Previously @raff and @ibacher and @dkayiwa have looked for places to improve backend responsiveness for the O3 frontend. Recently we weren’t sure whether the remaining issues/slowness were solely due to the need for requests to the backend to be grouped together, rather than many individual calls.
However, from a quick look with @dennis, there are several specific calls taking notably long. It seems we should rally some folks to track down some of these “problem calls”, and work on better optimizing those ones specifically.
A few practical examples:
1) >500ms to fetch location on the Location Picker page (yikes, since this is the first page after login users experience!)
2) 3 seconds to fetch this person attribute type (slows patient chart loading):
Confirmed together that this is not random spiking; results with some both REST and FHIR endpoints being slower (>700ms - 3s) are consistent
Clarified: What is our goal?@ibacher and @dennis I said 500ms as a good benchmark to head towards just based on chrome’s advice that the recommended limit be 500ms; however, human perception is much lower than that. So as a start: let’s prioritize things giving users a delay of >1 second.
Next Step:@dkayiwa will coordinate a time with @raff and @dennis and @ibacher to go through and prioritize those. May want to target dev3 (or test3 since we just did a QA-Release) or compare to local to check if there’s slowness just because of how we set up dev3/test3.
Others also welcome to contribute any suggestions esp if you’re seeing delays of >1 second - e.g. thanks so much @frederic.deniger for the examples!
@grace I think some care needs to be taken with how we’re benchmarking things here. For example, in the first screenshot, the request for the login locations indeed takes over 500ms. However, if I run the same request on my local, it takes about 200ms and if I run it directly on the same server, about 170ms. If you look at the same screenshot, the response for the request to get the list of installed modules takes 334ms, but locally for me, around 34ms (I didn’t measure this on the server). This means that the bulk of the slowness in the test here is due to network latency (apparently on the order of 300ms).

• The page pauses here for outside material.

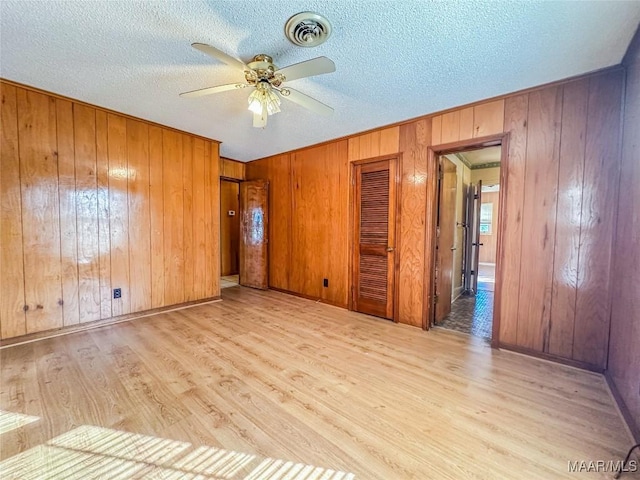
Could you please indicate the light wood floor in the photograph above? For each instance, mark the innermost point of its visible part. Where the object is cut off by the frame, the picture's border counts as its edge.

Now, even 170ms is probably a bit slower than we want, and there’s probably a low-effort way to speed that up further, by actually adding an index on the location_tag.name column, which we need to search to filter the logout locations.

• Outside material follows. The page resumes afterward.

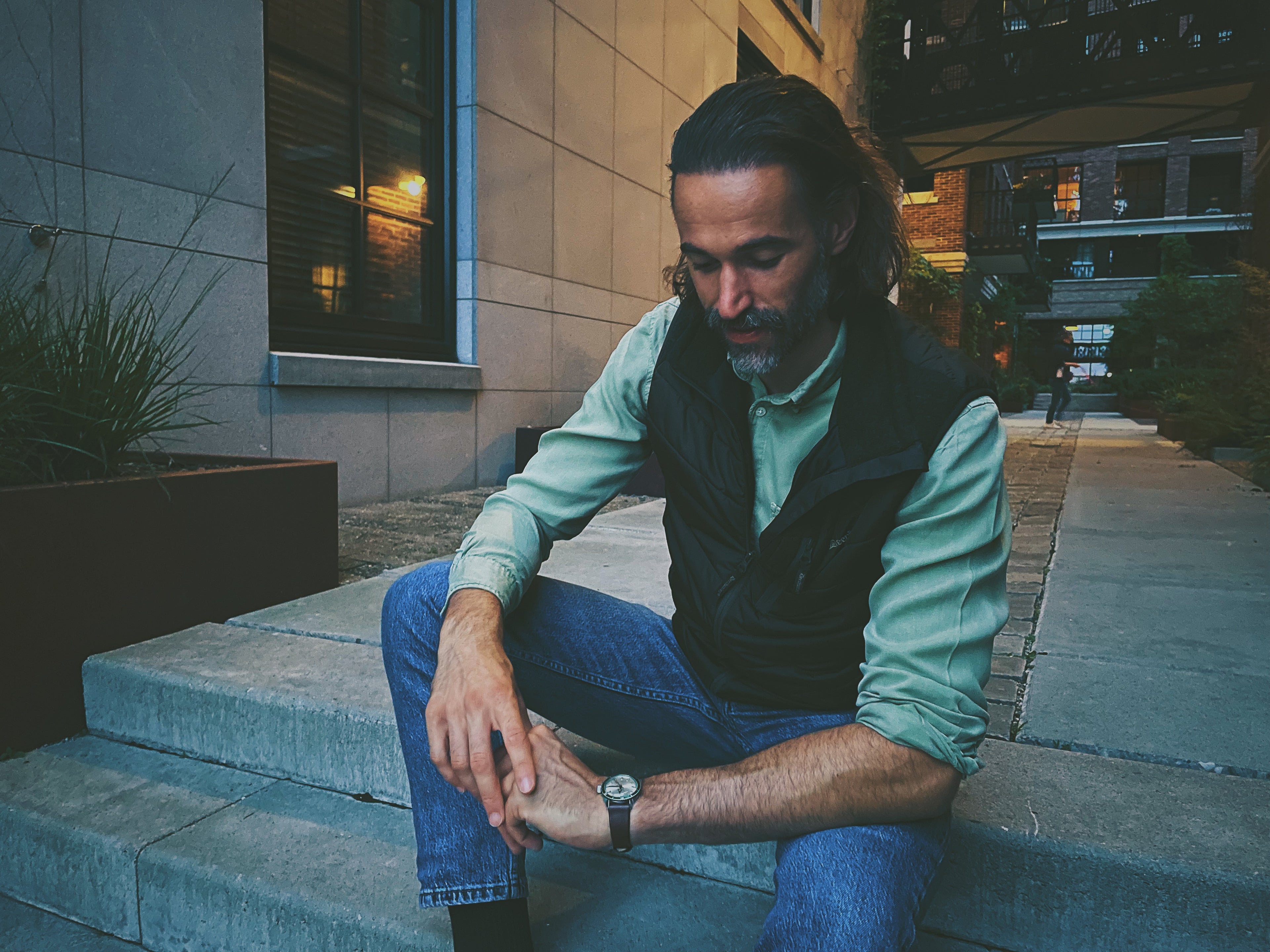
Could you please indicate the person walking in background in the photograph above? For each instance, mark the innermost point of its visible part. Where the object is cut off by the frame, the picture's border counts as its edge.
(1060, 395)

I sort of suspect (but can’t tell because no timing data is in the screenshot) that something similar is going on with the 3 second thing. In any case, dev3 should not be used for performance sampling, because it redeploys relatively frequently and makes some dev-specific assumptions and when we do, we need to have a decent measure of network latency. The browser dev tools detailed timings can give a very useful breakdown. For example, here are the timings for my browser from the request for locations and the request for modules:
In the first screenshot, we see some additional latency (~64ms) due to the TCP handshake and TLS startup. This can help us factor out some of these issues.
I did some (too) quick tests in our environments ( 10k locations) and didn’t notice big slowness on the backend side. My tests are probably not completely relevant as I didn’t try to flush cache on the backend. Maybe the call to openmrs/ws/rest/v1/idgen/identifiersource?v=default&identifierType= seems to be slow ( 140ms) as it seems it’s a very simple call and it requires almost more time than the locations call.

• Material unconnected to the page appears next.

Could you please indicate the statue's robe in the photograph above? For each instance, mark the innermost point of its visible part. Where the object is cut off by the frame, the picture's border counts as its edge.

On our side (ICRC), the issues seem to be more on the frontend : for instance 253 requests are needed to load the home page and we need 6s to make it visible with a “usual” network ( 3Mb, 57 ms latency). But it’s a lot more with bad connection ( > 100 ms latency) that some of our users are facing ( and some pages can’t load).
You are correct. We did not discuss this on today’s platform call.
Apart from the clearly obvious TRUNK-6204, i have not yet identified a backend endpoint that would result into noticeable improvements in the O3 slowness. I feel like the realistic next step is to group unnecessarily chatty frontend requests into a smaller numbers, like is suggested with this ticket O3-2505.
To be precise, the next step would be identifying such calls in the frontend app and creating the corresponding tickets. That will define the needed backend work for cases where the required end point does not exist.
At this stage, this is all frontend investigation and hence it would be more efficiently done by the frontend leads. If none has time for it, i can take it up. But be warned that i would need to first deep my head in the frontend code.
Click the “Network” tab. Click around to trigger things. I like to filter by the Time column and then you can directly interrogate which calls/actions are taking a while, and as you’ll see in the video below, it even gives you a nice visual on what exactly in that call is taking a while.